Vaincre les résistances au traitement du cancer du sein
Une équipe de l’UNIGE a identifié une cible potentielle pour restaurer l’efficacité du traitement standard du cancer du sein chez les patientes résistantes.
La combinaison de deux médicaments pourrait permettre de vaincre la résistance au traitement standard. (c) Didier Picard / UNIGE
De nombreuses patientes atteintes de cancer du sein développent des résistances au traitement standard médicamenteux visant à empêcher la croissance des cellules cancéreuses. Une équipe de l’Université de Genève (UNIGE) a identifié un régulateur moléculaire impliqué dans ces mécanismes de résistance. La perte de ce régulateur conduit à la prolifération des cellules cancéreuses – même si elles sont traitées – par une voie de signalisation qui peut elle-même être inhibée par un autre traitement. Les découvertes de cette équipe permettent d’envisager une double thérapie chez certaines patientes dont les tumeurs ne répondent plus au traitement standard. Ces travaux sont à lire dans la revue Cancers.
Chez la majorité des patientes souffrant d’un cancer du sein, l’une des hormones féminines – l’œstrogène – joue un rôle néfaste. En effet, dans environ deux tiers des cas de ce type de cancer, les tumeurs contiennent un récepteur à cette hormone qui est naturellement produite par l’organisme. Lorsque l’œstrogène se fixe à son récepteur, elle stimule la croissance des cellules cancéreuses. Pour traiter ces formes de tumeurs dites «hormonodépendantes», il est possible d’avoir recours à l’hormonothérapie qui consiste en un traitement médicamenteux pour empêcher l’action stimulante de l’hormone féminine sur les cellules cancéreuses.
Plus d’un tiers de patientes deviennent résistantes au traitement
La molécule standard utilisée dans le traitement des cancers du sein hormonodépendants est le tamoxifène. Cette molécule, capable de se lier aux récepteurs à œstrogène pour les bloquer, empêche la fixation de l’œstrogène et donc la stimulation de la croissance des cellules cancéreuses. Cependant, chez environ 40% des patientes traitées, les cellules cancéreuses finissent par développer une résistance à cette molécule. Le laboratoire du Professeur Didier Picard du Département de biologie moléculaire et cellulaire de la Faculté des sciences de l’UNIGE s’intéresse aux mécanismes moléculaires responsables de ces phénomènes de résistance. Les biologistes ont utilisé une approche génétique sur des lignées cellulaires cancéreuses pour rechercher des facteurs qui promeuvent l’apparition de résistance au tamoxifène.

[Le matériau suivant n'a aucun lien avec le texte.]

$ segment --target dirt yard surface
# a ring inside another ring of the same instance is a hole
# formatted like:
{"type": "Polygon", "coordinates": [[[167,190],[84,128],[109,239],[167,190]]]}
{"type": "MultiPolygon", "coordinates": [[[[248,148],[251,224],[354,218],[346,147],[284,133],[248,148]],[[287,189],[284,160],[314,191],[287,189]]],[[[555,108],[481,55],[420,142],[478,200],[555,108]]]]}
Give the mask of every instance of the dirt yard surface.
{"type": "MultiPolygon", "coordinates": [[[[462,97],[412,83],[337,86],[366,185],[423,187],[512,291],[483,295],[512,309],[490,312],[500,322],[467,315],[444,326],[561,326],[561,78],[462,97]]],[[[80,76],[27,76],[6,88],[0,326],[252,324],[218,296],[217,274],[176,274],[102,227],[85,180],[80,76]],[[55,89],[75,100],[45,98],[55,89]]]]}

«Nous avons utilisé la technique des ciseaux moléculaires CRISPR/Cas9 pour générer des cellules dans lesquelles il manque à chaque fois un gène différent. Nous avons ensuite observé les cellules cancéreuses capables de proliférer même en présence de tamoxifène», explique Vasiliki Vafeiadou, étudiante en Master au Département de biologie moléculaire et cellulaire et première auteure de l’étude. C’est ainsi que les scientifiques ont identifié qu’un faible niveau de la protéine SPRED2 entraine une résistance des cellules cancéreuses au traitement.
Combiner les médicaments pour un meilleur traitement
Lorsqu’elle est présente en quantité suffisante, cette protéine empêche la croissance des cellules en bloquant une voie de signalisation activatrice de la prolifération cellulaire. Lorsqu’elle est absente – ou présente en faible quantité – la croissance des cellules est alors activée, et ce, même en présence du tamoxifène qui empêche la stimulation dépendante de l’œstrogène. «En analysant des bases de données répertoriant les niveaux d’expression de certains gènes chez les patientes, nous avons pu constater que celles avec un faible niveau de SPRED2 ont des pronostics moins favorables», détaille Dina Hany, chercheuse au Département de biologie moléculaire et cellulaire et co-dernière auteure de l’étude.
Un traitement capable d’inhiber cette voie d’activation cellulaire indépendante de l’œstrogène est déjà en test clinique. Les auteur-es proposent donc de combiner le tamoxifène à cette autre molécule chez les patientes présentant un faible niveau de SPRED2. «Il reste encore évidemment de nombreuses études à mener, mais cette combinaison de traitements pourrait être très prometteuse», conclut Didier Picard.